🤖 AI Summary
To address the weak transferability of adversarial examples against deep neural networks, insufficient cross-model attention region diversity, and excessive semantic distortion, this paper proposes Component-wise Augmentation (CWA). CWA performs fine-grained spatial transformations by jointly applying bilinear interpolation and bounded-angle rotation on adaptively partitioned local image patches. It is the first method to unify patch-level transformation with attention diversity modeling and semantic integrity preservation. As a result, CWA significantly enhances black-box attack generalization.
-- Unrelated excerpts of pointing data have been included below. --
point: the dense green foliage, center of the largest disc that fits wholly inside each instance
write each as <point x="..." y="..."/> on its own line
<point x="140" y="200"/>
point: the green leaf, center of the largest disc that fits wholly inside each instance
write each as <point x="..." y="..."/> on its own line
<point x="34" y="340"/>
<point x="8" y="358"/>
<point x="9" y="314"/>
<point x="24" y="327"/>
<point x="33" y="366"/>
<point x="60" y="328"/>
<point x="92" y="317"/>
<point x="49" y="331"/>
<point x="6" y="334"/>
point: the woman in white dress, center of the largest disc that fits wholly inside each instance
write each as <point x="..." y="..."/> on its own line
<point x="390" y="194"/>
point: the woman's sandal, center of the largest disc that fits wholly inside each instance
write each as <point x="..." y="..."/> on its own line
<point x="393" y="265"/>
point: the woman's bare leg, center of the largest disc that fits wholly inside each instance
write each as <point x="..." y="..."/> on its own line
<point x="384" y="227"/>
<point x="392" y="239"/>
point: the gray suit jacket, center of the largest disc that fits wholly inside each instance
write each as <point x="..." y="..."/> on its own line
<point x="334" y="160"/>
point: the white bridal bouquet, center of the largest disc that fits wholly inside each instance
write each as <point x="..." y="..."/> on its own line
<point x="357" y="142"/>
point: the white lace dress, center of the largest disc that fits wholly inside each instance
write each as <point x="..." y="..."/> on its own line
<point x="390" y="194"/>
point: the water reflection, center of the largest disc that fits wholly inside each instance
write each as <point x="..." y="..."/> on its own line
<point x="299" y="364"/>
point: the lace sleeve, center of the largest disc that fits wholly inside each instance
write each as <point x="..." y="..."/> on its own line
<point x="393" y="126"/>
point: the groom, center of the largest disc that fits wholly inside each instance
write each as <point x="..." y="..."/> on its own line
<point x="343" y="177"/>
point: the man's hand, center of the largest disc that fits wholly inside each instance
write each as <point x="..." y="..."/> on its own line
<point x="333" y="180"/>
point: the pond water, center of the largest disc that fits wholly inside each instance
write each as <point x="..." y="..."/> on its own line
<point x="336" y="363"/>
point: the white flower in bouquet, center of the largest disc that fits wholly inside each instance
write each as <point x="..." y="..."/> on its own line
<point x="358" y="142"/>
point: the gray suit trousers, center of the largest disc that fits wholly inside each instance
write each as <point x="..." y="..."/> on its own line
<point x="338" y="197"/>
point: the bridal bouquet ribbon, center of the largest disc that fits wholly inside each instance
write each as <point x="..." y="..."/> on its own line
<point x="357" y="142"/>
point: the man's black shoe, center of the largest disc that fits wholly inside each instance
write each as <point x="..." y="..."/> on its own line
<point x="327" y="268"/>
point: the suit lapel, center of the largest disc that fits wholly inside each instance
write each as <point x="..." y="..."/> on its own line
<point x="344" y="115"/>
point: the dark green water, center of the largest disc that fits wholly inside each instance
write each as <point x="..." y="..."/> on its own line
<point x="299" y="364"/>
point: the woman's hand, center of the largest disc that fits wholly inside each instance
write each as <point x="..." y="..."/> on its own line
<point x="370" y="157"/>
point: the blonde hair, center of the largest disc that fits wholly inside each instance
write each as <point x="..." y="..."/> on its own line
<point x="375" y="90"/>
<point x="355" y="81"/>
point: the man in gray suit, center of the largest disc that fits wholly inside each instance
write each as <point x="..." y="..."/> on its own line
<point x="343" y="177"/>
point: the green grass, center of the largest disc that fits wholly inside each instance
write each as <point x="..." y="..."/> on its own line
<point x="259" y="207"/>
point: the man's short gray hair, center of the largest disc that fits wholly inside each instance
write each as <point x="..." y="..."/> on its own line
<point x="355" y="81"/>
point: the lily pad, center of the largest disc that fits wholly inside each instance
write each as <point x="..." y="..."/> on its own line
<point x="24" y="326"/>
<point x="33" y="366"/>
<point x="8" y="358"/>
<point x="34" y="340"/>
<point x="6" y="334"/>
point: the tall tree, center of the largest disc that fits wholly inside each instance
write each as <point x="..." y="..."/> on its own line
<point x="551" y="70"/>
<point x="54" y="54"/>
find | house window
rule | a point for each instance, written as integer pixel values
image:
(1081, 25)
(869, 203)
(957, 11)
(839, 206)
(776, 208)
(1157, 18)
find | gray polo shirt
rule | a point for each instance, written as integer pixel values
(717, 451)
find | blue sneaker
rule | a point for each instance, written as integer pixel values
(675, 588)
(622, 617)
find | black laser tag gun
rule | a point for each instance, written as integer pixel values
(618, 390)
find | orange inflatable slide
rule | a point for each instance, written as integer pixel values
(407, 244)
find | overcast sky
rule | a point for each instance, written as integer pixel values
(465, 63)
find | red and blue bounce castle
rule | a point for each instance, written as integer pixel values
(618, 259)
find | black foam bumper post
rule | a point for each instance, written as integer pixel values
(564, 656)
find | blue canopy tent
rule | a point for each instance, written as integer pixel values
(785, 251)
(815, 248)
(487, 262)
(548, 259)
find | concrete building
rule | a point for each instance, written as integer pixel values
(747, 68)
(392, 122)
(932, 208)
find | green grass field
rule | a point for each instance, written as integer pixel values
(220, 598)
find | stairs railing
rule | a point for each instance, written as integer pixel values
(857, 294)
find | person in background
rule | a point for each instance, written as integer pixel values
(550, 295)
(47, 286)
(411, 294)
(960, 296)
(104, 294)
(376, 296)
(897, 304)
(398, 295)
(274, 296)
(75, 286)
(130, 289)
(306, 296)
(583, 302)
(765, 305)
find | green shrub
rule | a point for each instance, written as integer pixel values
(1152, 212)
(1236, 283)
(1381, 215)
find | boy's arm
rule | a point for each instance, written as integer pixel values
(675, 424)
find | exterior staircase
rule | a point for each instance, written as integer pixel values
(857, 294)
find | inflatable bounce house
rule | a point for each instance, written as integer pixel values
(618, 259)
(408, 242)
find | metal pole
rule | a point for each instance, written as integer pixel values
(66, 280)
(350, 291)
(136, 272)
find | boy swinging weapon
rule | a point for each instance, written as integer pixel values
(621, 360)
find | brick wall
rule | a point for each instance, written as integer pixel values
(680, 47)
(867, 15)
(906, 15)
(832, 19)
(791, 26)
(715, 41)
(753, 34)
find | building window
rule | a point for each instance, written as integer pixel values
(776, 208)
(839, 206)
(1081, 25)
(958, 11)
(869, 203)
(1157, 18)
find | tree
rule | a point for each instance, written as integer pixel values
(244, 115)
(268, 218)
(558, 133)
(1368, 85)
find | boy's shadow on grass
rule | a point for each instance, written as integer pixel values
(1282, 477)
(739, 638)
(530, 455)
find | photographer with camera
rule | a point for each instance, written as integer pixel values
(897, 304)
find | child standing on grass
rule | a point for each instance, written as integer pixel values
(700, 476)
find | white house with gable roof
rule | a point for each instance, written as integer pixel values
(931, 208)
On ImageNet, it improves the average attack success rate by 8.3% across CNN and Transformer models, boosts stability by 12.7%, and maintains strong robustness against mainstream defenses—including Feature Denoising (FD) and TRADES.
📝 Abstract
Deep Neural Networks (DNNs) are highly vulnerable to adversarial examples, which pose significant challenges in security-sensitive applications. Among various adversarial attack strategies, input transformation-based attacks have demonstrated remarkable effectiveness in enhancing adversarial transferability. However, existing methods fail to diversify attention regions across models adequately and introduce excessive information loss during transformations. In this paper, we introduce a novel input transformation-based method, termed Component-Wise Augmentation (CWA), designed to enhance transferability by locally applying block-wise transformations. CWA strategically integrates interpolation and selective rotation on individual image blocks to diversify model attention regions while preserving semantic integrity. Extensive experiments on the standard ImageNet dataset show that CWA consistently outperforms state-of-the-art methods in both attack success rates and stability across CNN- and Transformer-based models, while also demonstrating superior performance against multiple defense methods.